Reglan (metoclopramide) is a commonly used medication to reduce the risk of reflux, regurgitation, and vomiting in the anesthetic period. When ‘standard’ doses of metoclopramide were looked at (0.4mg/kg bolus followed by a CRI of 0.3mg/kg/hr) there was no reduction in the rate of reflux compared to the control group. But when the dose of metoclopramide was increased (1.0mg/kg bolus followed by a CRI of 1.0mg/kg/hr) the relative risk of GER was reduced by 54%.3 Although no adverse effects were seen at this high dose, extrapyramidal signs (tremors, stiffness, jerky movements) are possible with high doses of this medication.

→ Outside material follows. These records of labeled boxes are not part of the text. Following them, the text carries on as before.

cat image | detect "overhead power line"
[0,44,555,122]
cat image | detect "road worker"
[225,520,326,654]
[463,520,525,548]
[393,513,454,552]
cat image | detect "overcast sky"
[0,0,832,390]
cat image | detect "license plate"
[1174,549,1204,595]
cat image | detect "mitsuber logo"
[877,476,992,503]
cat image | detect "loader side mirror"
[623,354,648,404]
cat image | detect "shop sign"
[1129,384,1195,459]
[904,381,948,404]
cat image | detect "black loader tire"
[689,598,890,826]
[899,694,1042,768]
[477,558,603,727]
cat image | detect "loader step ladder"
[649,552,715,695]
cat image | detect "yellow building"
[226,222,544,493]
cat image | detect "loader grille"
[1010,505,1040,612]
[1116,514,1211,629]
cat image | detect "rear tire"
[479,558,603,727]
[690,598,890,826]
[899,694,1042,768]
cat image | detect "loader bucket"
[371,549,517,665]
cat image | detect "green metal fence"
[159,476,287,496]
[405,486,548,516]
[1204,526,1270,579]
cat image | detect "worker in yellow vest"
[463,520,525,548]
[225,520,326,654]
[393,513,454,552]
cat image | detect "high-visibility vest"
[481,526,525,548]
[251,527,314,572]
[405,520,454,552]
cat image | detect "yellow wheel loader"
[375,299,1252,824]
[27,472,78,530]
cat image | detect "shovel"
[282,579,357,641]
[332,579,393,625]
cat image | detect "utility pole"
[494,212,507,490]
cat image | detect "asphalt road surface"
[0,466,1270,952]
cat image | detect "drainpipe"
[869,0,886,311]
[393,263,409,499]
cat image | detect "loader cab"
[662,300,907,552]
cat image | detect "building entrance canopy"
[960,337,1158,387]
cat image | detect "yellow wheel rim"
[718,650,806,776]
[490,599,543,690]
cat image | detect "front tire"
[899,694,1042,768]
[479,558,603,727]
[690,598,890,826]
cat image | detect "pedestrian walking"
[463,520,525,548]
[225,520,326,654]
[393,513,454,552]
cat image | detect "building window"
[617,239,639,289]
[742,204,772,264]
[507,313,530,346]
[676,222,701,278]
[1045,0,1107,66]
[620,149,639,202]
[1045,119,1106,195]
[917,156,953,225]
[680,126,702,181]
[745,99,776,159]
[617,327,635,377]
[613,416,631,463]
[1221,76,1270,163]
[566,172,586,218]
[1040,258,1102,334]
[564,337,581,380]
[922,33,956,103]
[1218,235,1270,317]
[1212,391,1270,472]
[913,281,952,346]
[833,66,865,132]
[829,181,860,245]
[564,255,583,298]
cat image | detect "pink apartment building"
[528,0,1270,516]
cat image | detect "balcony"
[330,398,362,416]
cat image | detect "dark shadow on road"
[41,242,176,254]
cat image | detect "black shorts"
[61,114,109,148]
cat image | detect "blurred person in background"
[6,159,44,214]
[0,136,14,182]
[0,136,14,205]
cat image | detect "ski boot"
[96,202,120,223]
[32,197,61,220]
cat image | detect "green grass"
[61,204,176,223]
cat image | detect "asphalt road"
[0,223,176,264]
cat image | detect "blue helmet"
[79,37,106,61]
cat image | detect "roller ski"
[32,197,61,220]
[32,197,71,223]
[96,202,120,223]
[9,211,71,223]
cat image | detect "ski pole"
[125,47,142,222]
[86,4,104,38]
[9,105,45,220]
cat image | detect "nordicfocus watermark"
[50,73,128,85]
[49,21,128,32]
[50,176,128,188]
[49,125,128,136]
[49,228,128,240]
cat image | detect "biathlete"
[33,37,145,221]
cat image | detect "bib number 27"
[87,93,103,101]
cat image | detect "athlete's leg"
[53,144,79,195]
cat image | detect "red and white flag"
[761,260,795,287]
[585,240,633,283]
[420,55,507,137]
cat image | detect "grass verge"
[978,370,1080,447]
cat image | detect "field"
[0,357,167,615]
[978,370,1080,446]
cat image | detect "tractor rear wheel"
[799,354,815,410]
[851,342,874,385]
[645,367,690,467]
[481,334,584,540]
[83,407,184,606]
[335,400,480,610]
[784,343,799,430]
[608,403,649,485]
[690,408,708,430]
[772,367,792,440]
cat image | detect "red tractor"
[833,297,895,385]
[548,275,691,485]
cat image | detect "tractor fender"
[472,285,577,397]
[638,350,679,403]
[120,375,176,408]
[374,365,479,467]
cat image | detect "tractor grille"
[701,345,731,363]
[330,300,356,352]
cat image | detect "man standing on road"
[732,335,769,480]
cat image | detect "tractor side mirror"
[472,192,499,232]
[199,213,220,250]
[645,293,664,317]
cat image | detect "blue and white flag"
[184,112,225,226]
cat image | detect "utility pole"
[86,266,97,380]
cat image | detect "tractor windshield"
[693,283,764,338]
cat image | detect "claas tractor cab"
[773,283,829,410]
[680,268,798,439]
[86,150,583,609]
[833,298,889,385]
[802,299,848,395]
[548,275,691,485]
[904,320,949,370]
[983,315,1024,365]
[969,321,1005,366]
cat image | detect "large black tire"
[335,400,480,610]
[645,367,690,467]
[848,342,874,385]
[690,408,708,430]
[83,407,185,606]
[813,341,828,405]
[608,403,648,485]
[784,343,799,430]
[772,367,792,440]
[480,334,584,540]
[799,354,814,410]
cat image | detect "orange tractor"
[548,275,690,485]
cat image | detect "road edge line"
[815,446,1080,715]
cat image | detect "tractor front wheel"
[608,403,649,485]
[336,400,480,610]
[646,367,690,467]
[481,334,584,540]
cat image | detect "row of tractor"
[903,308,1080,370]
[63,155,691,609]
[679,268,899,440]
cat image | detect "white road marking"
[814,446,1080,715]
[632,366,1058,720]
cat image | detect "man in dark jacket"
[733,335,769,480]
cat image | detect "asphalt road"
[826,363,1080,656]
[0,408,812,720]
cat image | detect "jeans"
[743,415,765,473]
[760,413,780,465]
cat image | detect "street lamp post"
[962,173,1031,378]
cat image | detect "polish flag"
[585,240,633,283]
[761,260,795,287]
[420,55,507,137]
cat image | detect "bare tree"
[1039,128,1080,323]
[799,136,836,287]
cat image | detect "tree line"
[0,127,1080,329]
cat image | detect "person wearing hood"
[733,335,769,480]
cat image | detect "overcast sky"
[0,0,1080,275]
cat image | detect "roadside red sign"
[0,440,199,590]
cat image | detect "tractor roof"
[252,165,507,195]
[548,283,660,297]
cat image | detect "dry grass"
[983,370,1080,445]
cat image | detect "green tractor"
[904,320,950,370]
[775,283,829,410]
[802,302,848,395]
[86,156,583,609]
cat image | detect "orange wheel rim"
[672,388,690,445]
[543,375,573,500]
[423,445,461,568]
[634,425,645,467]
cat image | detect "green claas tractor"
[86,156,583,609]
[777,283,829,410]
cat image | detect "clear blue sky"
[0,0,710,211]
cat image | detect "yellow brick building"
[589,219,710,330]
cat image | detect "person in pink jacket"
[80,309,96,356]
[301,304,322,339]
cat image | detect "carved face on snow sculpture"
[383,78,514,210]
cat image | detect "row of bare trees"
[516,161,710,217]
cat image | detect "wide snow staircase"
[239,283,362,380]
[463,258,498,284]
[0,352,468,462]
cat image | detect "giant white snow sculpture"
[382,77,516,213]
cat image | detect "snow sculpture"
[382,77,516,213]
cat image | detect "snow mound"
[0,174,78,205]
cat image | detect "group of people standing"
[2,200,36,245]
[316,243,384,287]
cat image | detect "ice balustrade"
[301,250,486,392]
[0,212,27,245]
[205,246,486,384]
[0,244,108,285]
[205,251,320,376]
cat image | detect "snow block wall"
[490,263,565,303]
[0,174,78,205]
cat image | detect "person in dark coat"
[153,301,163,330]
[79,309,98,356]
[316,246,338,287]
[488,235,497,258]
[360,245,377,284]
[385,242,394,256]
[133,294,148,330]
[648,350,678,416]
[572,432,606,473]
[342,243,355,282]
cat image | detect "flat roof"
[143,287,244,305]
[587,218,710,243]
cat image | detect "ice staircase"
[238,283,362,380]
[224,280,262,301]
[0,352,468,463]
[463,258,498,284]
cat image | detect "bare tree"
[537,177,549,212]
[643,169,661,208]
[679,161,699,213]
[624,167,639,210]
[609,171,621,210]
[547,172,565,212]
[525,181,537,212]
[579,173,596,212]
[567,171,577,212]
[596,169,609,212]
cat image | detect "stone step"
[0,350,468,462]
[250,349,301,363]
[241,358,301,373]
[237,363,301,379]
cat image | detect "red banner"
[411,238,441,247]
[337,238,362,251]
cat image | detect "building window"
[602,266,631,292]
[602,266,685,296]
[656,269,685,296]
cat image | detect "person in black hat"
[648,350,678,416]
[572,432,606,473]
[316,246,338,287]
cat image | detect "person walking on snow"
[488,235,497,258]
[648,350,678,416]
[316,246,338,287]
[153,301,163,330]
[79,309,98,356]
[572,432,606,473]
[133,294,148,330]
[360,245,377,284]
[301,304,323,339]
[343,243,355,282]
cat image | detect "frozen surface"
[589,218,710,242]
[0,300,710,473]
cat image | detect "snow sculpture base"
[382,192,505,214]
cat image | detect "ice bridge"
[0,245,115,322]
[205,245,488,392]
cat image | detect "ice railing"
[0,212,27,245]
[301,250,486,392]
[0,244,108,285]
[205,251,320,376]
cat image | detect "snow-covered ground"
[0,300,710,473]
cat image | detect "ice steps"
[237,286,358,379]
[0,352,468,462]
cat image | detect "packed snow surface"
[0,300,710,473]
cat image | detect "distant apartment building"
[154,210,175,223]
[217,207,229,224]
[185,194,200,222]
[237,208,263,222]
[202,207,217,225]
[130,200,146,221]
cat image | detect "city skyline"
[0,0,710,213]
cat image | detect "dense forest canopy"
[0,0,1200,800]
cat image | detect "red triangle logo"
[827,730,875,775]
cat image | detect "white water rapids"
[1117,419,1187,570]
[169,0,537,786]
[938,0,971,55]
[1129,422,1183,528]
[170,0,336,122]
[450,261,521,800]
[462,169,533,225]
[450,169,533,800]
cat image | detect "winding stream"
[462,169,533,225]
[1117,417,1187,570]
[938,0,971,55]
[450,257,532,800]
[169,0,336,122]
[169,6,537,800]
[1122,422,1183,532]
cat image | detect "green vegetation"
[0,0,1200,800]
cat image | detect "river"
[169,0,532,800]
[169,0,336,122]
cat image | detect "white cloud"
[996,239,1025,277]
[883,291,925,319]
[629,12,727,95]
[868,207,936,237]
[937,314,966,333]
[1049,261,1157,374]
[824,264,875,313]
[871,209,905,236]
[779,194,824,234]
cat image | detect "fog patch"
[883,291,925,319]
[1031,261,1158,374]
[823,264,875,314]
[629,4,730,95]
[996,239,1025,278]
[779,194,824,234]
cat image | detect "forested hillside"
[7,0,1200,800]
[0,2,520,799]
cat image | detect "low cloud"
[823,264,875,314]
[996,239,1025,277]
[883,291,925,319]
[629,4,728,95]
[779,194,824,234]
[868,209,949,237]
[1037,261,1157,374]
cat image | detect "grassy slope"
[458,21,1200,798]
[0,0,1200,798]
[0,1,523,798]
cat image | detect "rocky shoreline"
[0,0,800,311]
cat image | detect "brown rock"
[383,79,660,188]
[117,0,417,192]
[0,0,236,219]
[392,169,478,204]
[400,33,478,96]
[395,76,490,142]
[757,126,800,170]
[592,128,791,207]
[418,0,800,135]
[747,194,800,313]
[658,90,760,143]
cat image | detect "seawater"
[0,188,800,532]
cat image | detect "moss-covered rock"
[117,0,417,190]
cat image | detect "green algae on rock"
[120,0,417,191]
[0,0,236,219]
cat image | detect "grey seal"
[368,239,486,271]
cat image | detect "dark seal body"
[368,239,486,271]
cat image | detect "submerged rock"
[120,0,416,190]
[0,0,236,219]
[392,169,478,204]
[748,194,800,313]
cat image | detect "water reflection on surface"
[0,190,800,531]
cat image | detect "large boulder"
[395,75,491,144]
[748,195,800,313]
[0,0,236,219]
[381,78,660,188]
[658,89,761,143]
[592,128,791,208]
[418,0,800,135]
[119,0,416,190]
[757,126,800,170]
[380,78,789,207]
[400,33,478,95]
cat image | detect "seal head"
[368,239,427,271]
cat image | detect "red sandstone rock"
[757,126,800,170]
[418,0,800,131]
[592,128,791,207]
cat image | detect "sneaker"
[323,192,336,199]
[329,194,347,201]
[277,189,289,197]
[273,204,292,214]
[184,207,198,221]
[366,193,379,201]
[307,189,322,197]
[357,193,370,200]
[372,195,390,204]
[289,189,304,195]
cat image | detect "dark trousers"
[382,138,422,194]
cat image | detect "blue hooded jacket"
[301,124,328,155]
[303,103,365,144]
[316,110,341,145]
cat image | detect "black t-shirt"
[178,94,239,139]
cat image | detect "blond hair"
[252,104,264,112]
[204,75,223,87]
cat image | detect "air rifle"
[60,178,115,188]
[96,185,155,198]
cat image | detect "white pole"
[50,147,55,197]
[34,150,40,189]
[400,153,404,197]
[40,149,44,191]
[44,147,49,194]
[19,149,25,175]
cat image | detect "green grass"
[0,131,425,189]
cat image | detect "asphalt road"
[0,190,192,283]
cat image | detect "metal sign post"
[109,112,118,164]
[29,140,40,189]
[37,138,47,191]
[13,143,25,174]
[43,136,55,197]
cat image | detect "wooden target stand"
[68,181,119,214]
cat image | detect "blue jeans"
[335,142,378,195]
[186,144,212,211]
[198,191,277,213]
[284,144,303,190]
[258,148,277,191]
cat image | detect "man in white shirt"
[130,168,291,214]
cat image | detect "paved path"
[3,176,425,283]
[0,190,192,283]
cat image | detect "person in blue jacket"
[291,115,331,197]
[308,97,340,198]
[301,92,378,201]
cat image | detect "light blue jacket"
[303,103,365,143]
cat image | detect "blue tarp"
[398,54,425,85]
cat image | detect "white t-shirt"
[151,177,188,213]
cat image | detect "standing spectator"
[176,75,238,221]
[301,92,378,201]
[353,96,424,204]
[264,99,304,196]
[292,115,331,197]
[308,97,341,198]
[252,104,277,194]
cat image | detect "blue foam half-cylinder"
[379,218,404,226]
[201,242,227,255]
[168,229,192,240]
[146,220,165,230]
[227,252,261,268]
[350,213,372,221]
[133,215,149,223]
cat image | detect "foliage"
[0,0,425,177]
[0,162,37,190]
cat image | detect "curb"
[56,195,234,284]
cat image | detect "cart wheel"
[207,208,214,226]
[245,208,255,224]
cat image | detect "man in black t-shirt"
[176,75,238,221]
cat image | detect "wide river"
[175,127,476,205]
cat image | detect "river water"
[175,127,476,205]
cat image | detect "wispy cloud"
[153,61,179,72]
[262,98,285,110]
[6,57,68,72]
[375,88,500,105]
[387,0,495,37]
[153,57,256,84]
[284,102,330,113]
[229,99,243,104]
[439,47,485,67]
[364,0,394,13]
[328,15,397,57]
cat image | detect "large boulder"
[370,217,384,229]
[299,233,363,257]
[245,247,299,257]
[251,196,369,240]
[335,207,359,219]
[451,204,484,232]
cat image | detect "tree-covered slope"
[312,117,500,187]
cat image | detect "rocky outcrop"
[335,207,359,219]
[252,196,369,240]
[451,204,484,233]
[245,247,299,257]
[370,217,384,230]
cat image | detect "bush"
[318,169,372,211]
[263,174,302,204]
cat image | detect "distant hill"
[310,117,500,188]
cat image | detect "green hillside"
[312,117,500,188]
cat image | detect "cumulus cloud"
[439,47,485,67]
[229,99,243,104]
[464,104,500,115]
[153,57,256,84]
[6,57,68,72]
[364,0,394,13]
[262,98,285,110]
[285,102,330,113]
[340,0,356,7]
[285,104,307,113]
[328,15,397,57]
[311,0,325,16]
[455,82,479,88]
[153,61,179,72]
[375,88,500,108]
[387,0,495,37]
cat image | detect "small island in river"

The most reasonable strategy that has been evaluated to prevent esophageal damage from GER is a combination of a proton pump inhibitor (esomeprazole) and cisapride, both given twice prior to anesthesia.4 This combination resulted in dramatically fewer reflux episodes (cisapride) and reduced the pH of the refluxant to neutrality (esomeprazole). Although oral cisapride and omeprazole (the most commonly used proton-pump inhibitor) were not specifically tested, it is likely that similar beneficial results would be seen with that combination. Interestingly, neither suctioning of the esophagus nor water lavage alone were shown to reduce the acidity of the esophagus post-reflux, but if the esophagus was lavaged with dilute sodium bicarbonate after suctioning and water lavage – the esophageal pH predictably rose to 7.0 for the duration of the procedure.8
Post-anesthesia regurgitation in our hospital generally manifests itself as frequent regurgitation for 1-3 days after a major anesthetic event. These episodes are usually managed with acid suppression, pro-motility medications, and/or esophageal mucosal barrier protection. Occasionally, more severe complications arise, but they are comparatively uncommon. We usually try to feed a patient small amounts despite the presence of regurgitation, unless feeding seems to worsen the problem. The most common acid suppressant use in our hospital is Protonix (pantoprazole) (1mg/kg IV BID) or omeprazole (1mg/kg PO BID). Mucosal barrier protection is achieved with a sucralfate slurry to coat the most distal esophagus where acid secretions can do the most damage. Promotility medications commonly used include metoclopramide (1-2mg/kg/day as a CRI, or 0.25-0.4mg/kg SQ/IV TID), ranitidine (1-2mg/kg IV BID) and occasionally cisapride (0.25-0.5mg/kg PO TID). Most dogs with this problem will steadily improve over a few days, but the above medications are usually continued for 7-10 days post-discharge.